Accelerating Autotuning in Helion with Bayesian Optimization

Helion, a high-level DSL (Domain Specific Language) designed to simplify the creation of high-performance machine learning kernels, has introduced a new approach to accelerate the autotuning process. Autotuning, essential for optimizing kernel performance on specific hardware, can be time-consuming, representing a bottleneck in development.

Bayesian Optimization for Autotuning

The new algorithm, called LFBO (Likelihood-Free Bayesian Optimization) Pattern Search, is based on Bayesian optimization, a machine learning technique that uses probabilistic models to intelligently select points to evaluate. Instead of exhaustively exploring all possible configurations, LFBO trains a classification model (RandomForest) on latency data collected during the search. This model predicts whether a configuration falls within the top 10% in terms of latency, allowing it to filter out less promising candidates.

Results and Benefits

The implementation of LFBO has led to significant improvements:

36.5% reduction in autotuning time and a 2.6% improvement in kernel latency on average on NVIDIA B200 GPUs.
25.9% reduction in autotuning time and a 1.7% improvement in kernel latency on AMD MI350 GPUs.

In some cases, such as for layer-norm kernels on B200, the reduction in execution time reached 50%, while for Helion FlashAttention kernels, an improvement in latency of over 15% was observed.
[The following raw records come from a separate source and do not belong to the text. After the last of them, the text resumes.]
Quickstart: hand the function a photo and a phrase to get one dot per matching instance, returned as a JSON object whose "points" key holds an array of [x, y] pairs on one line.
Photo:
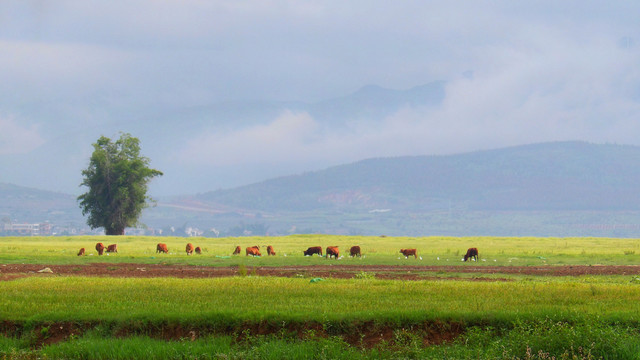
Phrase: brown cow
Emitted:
{"points": [[472, 253], [332, 251], [100, 248], [409, 252], [162, 248], [254, 251], [355, 251], [313, 250], [189, 249]]}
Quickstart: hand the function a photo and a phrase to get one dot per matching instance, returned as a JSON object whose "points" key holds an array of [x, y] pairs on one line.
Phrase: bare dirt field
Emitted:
{"points": [[12, 271]]}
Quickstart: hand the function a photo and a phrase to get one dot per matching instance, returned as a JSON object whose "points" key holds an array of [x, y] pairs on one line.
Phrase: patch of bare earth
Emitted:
{"points": [[14, 271]]}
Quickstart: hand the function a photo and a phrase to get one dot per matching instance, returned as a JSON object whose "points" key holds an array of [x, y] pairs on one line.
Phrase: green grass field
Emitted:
{"points": [[376, 250], [253, 317]]}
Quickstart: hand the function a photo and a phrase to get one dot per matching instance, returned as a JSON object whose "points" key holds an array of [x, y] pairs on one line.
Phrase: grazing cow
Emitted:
{"points": [[409, 252], [332, 251], [189, 249], [254, 251], [355, 251], [313, 250], [162, 248], [100, 248], [472, 253]]}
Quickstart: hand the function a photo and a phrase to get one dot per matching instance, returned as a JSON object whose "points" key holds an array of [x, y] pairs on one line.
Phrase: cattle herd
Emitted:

Challenges of Kernel Autotuning

Kernel autotuning is a complex process due to several factors:

High-Dimensional Search Space: The number of possible combinations of parameters (block sizes, unroll factors, etc.) is enormous.
Long Compile Times: Some configurations can require significant compilation times.
Configuration Errors and Timeouts: The search space may include configurations that generate compilation errors or inaccurate results.

LFBO Pattern Search addresses these challenges by exploring the search space more broadly and focusing on the most promising configurations.

Conclusions

The use of machine learning, particularly Bayesian optimization, proves effective in accelerating autotuning in Helion, improving the kernel development experience. The LFBO approach saves time and discovers faster configurations, paving the way for further improvements through reinforcement learning techniques and LLMs.